To investigate the genetic architecture of these important traits, we used two major types of data for our analysis, namely (i) candidate gene lists and (ii) genome-wide association study results. The first one (candidate genes) comes from automated literature analysis by the HuGE Navigator, and provides information about the genes that were reported to be associated with a disorder. This information is mostly obtained in analyses of one or several candidate genes in small cohorts. As such studies are highly prevalent in the field of pregnancy complication studies, the analysis of candidate gene lists is more comprehensive and provides a high-level snapshot of the major molecular pathways and biological processes involved in the pathogenesis of traits. On the other hand, candidate gene studies are prone to high false positive rates, and most of the genotype-level associations reported in literature have weak statistical support (with a large proportion of studies reporting association p-values between 0.01 and 0.05 (e.g., [13,14]).

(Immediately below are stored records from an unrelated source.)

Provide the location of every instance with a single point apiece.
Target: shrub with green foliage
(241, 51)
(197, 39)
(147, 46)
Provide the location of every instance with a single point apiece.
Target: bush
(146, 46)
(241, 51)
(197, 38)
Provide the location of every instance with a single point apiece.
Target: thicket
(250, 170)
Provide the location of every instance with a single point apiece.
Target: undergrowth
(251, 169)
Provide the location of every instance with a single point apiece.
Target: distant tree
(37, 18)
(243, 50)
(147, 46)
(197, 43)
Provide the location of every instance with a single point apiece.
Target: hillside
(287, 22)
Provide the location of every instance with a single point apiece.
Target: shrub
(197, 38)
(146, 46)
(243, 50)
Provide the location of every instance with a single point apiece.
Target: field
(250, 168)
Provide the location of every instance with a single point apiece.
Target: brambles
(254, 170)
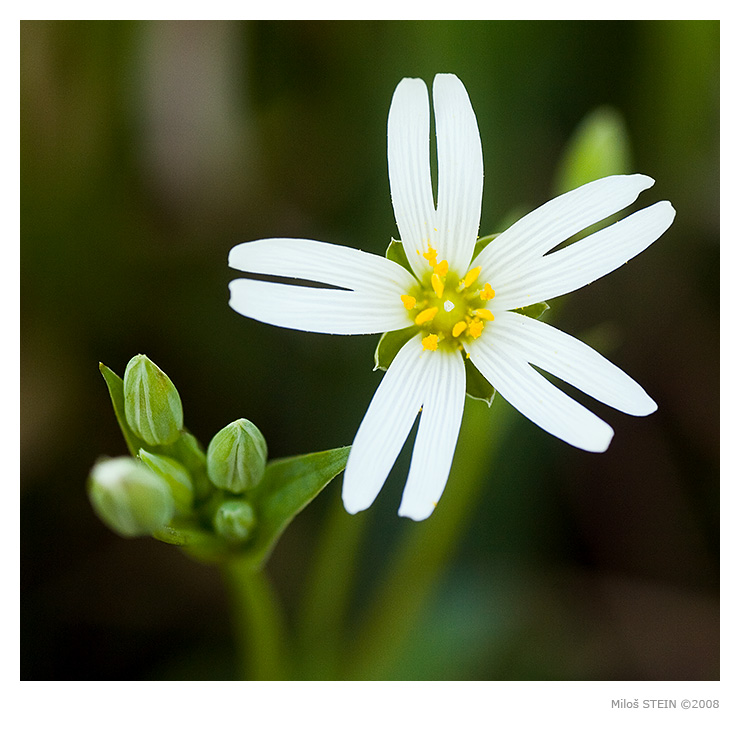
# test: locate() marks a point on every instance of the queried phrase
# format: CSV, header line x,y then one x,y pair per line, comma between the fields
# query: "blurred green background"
x,y
148,149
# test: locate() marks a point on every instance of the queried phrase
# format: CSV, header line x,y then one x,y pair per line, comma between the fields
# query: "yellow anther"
x,y
438,285
459,328
431,257
475,328
430,342
487,293
426,315
471,276
441,268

Genome-wide association studies, in turn, could provide a broader understanding of the genetic risk factors of each trait because all of the possible loci are analyzed in such studies [15]. However, as a consequence of the experimental setup, large sample sizes and/or large genetic effects are required in order to robustly identify an association between a locus and a trait. As thus, traditional GWAS studies tend to have low statistical power and are prone to false negative results, especially when the sample size is not large enough (this limitation is especially relevant to pregnancy-related traits). These assumptions can explain the low number of identified candidate variants and loci in the GWAS Catalog and UKB-based analyses (Figure 3, Results Section 2.2 and Section 2.3).

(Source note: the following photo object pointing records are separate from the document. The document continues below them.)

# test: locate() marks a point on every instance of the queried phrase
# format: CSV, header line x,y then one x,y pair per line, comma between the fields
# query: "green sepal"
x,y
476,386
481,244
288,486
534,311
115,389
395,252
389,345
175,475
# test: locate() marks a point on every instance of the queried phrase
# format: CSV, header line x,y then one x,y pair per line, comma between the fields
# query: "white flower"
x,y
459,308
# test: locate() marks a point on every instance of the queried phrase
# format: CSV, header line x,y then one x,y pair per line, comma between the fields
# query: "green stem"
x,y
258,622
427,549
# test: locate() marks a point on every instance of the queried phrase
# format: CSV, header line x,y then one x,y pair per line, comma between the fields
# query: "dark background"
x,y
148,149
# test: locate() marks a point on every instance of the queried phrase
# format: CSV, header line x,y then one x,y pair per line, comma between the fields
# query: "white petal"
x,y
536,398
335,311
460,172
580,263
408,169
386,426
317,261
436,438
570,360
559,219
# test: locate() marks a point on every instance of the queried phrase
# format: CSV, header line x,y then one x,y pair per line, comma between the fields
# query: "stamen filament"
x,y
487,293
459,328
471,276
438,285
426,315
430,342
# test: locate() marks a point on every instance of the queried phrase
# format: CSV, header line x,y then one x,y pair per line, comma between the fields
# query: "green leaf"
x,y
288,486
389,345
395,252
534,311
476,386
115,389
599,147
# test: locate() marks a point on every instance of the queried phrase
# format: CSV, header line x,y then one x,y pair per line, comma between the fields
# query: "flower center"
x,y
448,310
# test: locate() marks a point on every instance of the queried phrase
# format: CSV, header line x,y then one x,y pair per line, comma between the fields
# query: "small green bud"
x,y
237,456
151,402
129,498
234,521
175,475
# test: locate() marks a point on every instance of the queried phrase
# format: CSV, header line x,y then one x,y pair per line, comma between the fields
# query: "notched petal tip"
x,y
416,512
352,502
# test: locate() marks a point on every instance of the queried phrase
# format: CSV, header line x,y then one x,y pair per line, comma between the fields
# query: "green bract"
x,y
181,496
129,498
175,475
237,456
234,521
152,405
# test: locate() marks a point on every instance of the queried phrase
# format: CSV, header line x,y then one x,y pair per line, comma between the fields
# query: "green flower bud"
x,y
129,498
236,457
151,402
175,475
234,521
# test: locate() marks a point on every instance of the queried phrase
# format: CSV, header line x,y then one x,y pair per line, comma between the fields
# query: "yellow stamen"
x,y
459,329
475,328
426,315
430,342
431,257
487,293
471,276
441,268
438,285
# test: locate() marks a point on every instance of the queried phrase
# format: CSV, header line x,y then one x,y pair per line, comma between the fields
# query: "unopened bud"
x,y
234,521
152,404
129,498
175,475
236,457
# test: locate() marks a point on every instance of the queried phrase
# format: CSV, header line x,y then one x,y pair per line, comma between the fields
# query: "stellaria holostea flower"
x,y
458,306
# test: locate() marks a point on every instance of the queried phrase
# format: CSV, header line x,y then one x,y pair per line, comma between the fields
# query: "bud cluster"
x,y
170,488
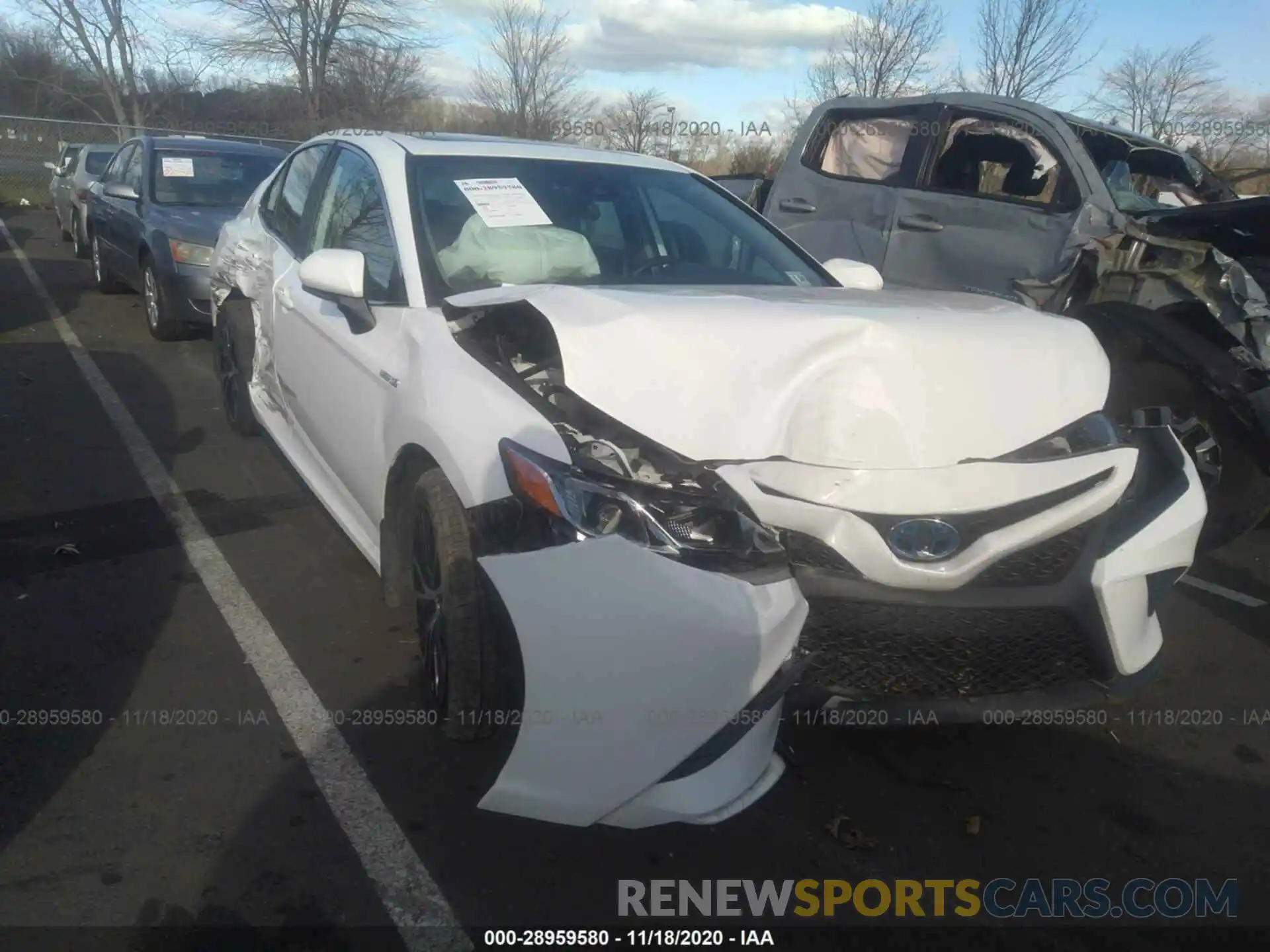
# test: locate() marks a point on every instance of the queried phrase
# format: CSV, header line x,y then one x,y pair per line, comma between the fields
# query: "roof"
x,y
1138,138
381,145
214,145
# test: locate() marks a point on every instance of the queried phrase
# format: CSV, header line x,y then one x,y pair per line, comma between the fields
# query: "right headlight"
x,y
690,527
1086,436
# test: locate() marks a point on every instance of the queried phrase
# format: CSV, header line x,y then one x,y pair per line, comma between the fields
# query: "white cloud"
x,y
639,36
450,75
183,19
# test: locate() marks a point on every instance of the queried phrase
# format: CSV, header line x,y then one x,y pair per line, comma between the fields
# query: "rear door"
x,y
995,201
287,211
130,215
837,200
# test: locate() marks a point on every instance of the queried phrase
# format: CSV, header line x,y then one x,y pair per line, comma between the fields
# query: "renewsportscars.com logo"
x,y
1000,899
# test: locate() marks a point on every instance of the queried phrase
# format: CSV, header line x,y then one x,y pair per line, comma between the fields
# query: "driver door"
x,y
342,382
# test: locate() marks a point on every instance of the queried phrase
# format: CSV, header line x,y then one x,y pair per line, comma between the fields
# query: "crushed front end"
x,y
1047,596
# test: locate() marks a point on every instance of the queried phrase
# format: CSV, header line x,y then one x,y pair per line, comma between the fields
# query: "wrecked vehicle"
x,y
969,192
589,415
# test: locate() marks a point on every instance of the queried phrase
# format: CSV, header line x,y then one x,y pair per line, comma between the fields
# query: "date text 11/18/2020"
x,y
564,128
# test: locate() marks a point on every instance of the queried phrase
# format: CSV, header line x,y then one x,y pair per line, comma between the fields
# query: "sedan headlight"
x,y
1089,434
187,253
683,526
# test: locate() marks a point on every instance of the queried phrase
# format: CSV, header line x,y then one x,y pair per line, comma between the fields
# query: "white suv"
x,y
605,426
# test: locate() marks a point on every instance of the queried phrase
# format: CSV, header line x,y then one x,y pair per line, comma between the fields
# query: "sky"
x,y
736,61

As mentioned above, large sample sizes are usually needed for identification of genetic association in GWAS analyses. In studies related to pregnancy complications, study participants should also be selected and phenotyped carefully in order to avoid biases and artifacts in the analysis. This requirement hinders the use of publicly available biobank-scale datasets, such as the UKB dataset, in pregnancy-related studies. In fact, sample size limitations and improper case-control matching strategy might explain the lack of genome-wide association signal for most of the traits considered in the UKB data (see Results Section 2.3). At the same time, biobank-scale genetic datasets provide an excellent opportunity to assess the genetic and environmental correlation of traits which, for example, demonstrated lack of significant genetic correlation of GDM, PE, and PTB (Figure 3b).
Overall, the two data types considered in our analysis complement each other and allow us to dissect shared and specific components of the genetic architecture of the studied traits. While gene-level and pathway-level analysis of all candidate genes (HuGE Navigator-based) informs us on the generic processes behind the traits of interest, genome-wide association studies could point to the main loci and processes that have the greatest and most reproducible effects on the phenotype.
It is important to mention, however, that our analysis has several notable limitations. First, the conventional genome-wide association studies are conducted using only common variants. At the same time, rare variants might contribute substantially to disorders like pregnancy complications that are highly disfavored by evolution. There are several approaches for the analysis of rare variant associations (RVAS), with burden testing being the most commonly used strategy [33]. Further analysis of the genetic architecture of pregnancy complications using RVAS approaches may help in finding the missing heritability of these complex traits.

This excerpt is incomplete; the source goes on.